Illustration of the Perseverance rover on Mars with its science instruments.

Illustration of the Perseverance rover on Mars with its science instruments.NASA

Still, Hecht said the MOXIE proved its mettle. “We set our own record by making 10.4 grams of oxygen in a short excursion,” Hecht said, adding that the device was designed to produce 6 grams of oxygen per hour.

“We’ve pushed the instrument as hard as we’re ever likely to push it, and that’s been a real achievement,” he said.

MOXIE breaks down carbon dioxide into carbon monoxide and oxygen atoms, before the individual oxygen atoms combine to create breathable oxygen.

Since January, the team has been running the experiment every month or so. The oxygen generator has now been used a total of 11 times. This allows them to troubleshoot, including operating the device more safely by keeping it at a constant voltage.

“When the voltage gets too high for the given conditions, that gets us into trouble,” Hecht said, adding, “Instead of producing carbon monoxide, we start producing carbon, and that just jams the job and poisons the instrument—it’s over.” game. .”

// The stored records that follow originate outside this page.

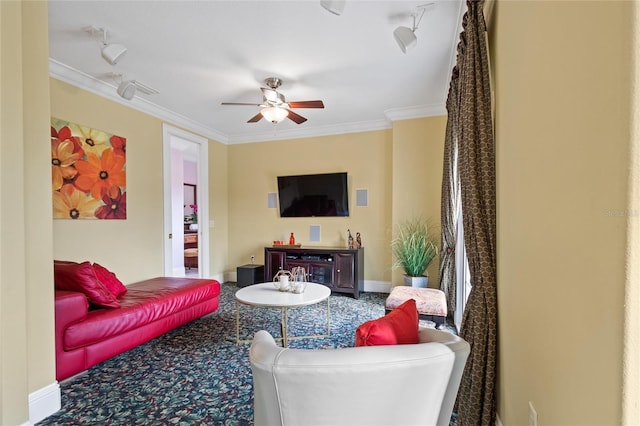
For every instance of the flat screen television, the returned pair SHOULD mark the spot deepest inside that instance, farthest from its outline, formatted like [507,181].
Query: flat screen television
[313,195]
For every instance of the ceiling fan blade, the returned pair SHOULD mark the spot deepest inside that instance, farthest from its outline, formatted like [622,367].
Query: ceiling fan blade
[255,118]
[306,104]
[296,117]
[239,103]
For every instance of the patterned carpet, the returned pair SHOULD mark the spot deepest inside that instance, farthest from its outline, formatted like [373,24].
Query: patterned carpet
[197,375]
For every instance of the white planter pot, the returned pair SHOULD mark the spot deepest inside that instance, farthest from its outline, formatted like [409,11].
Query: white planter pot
[420,282]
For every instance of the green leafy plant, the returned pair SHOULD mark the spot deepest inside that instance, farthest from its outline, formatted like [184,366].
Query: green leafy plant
[413,247]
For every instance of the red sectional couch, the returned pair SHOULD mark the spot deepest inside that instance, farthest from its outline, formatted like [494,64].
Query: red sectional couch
[87,334]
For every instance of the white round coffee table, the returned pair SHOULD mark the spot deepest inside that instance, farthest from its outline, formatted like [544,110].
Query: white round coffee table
[265,295]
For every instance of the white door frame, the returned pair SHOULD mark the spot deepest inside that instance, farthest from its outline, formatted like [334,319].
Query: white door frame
[171,137]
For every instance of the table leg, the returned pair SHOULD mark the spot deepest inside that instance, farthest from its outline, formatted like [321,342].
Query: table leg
[285,330]
[328,319]
[237,322]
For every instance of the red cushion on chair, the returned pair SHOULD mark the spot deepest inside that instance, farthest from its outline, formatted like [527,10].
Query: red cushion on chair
[80,277]
[400,326]
[109,280]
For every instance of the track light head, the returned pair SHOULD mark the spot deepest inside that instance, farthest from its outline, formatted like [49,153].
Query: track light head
[334,6]
[113,52]
[405,37]
[127,89]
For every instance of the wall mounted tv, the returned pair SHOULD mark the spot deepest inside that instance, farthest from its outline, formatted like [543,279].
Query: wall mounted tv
[313,195]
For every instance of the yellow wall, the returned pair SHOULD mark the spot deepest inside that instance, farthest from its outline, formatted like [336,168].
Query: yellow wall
[253,171]
[562,86]
[418,147]
[27,361]
[401,169]
[111,243]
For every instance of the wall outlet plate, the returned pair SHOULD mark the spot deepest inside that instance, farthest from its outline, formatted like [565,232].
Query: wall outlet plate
[533,415]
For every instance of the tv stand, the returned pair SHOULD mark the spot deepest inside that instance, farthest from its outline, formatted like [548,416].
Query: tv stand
[340,269]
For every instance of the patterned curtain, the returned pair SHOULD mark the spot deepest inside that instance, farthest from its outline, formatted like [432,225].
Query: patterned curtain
[476,169]
[449,204]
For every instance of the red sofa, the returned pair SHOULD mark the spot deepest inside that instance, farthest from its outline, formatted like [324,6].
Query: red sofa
[87,335]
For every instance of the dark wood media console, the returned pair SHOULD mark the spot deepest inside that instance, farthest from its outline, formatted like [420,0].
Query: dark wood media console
[342,270]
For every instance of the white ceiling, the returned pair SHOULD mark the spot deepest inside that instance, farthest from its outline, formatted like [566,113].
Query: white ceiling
[198,54]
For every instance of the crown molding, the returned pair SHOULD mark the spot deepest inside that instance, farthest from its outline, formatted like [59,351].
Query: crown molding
[101,88]
[87,82]
[420,111]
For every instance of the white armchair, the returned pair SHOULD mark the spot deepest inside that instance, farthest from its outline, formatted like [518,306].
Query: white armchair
[367,385]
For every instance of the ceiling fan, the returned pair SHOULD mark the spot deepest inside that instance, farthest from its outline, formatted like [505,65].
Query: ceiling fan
[274,106]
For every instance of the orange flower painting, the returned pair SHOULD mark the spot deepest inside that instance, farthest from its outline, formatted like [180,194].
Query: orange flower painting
[88,175]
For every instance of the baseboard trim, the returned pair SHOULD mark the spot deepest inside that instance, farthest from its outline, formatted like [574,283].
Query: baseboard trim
[377,286]
[44,402]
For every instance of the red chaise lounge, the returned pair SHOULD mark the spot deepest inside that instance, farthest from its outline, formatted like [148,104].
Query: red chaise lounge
[87,334]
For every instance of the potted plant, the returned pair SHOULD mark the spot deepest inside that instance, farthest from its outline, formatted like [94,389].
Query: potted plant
[414,248]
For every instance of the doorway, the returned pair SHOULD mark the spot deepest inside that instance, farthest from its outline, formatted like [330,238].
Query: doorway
[180,149]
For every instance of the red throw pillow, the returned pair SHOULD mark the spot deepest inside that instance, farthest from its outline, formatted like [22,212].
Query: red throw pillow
[109,280]
[398,327]
[81,277]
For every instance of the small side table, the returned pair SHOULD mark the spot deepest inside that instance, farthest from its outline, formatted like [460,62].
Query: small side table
[250,274]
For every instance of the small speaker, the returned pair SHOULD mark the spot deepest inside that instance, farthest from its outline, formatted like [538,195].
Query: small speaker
[362,198]
[272,200]
[314,233]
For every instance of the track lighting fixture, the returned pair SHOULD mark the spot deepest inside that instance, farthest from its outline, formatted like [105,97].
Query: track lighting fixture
[127,89]
[405,36]
[334,6]
[274,114]
[111,52]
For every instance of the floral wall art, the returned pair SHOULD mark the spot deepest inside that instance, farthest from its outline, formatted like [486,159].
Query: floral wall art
[88,175]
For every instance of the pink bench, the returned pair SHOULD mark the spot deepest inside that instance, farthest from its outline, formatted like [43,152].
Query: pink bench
[431,302]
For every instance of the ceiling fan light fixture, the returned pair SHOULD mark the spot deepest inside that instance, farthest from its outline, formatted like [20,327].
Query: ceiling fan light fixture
[405,37]
[274,114]
[127,89]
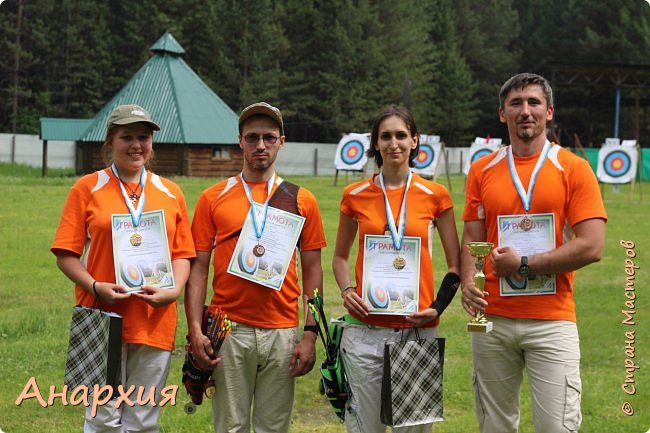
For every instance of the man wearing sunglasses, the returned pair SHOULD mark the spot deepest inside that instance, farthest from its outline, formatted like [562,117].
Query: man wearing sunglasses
[256,223]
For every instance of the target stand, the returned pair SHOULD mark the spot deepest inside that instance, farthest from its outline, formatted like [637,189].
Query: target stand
[430,154]
[351,155]
[618,164]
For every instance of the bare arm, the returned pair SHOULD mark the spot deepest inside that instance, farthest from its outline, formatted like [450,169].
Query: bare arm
[586,247]
[345,236]
[449,238]
[194,300]
[304,354]
[72,267]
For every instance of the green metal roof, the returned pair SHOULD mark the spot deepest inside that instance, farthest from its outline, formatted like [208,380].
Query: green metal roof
[63,129]
[186,109]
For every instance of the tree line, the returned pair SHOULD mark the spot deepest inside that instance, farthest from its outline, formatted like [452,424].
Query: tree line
[330,65]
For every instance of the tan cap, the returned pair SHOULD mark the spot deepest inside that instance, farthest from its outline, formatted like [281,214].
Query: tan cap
[131,113]
[266,110]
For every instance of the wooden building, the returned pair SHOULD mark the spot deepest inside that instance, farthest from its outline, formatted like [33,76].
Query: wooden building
[198,131]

Image shows astronauts using equipment on Mars

In this illustration, NASA astronauts drill into the ground on Mars.NASA

Since the Perseverance rover landed on Mars on February 18, 2021, it has captured snapshots of the rusty red surface, sampled rocks and taken selfies.

MOXIE first demonstrated that it could produce oxygen from the Martian air in April 2021. The new research was intended to test whether the device could consistently produce oxygen on the red planet. The researchers also wanted to learn how to make MOXIE’s offspring durable enough to support future human exploration of Mars.

“We’re doing this to inform future MOXIE, which is what really counts,” Hecht said.

The researchers imagine that a jumbo version of MOXIE, about 100 times larger, could produce oxygen at the same rate as several hundred trees.

Hecht said scaling the technology shouldn’t be too difficult. Now that MOXIE has proven that we can reliably produce oxygen on another planet, Hecht and his team hope that future missions to Mars will include a larger-scale version of his technology.

“This is very good news for the prospect of sending people to Mars and being self-sufficient,” he said.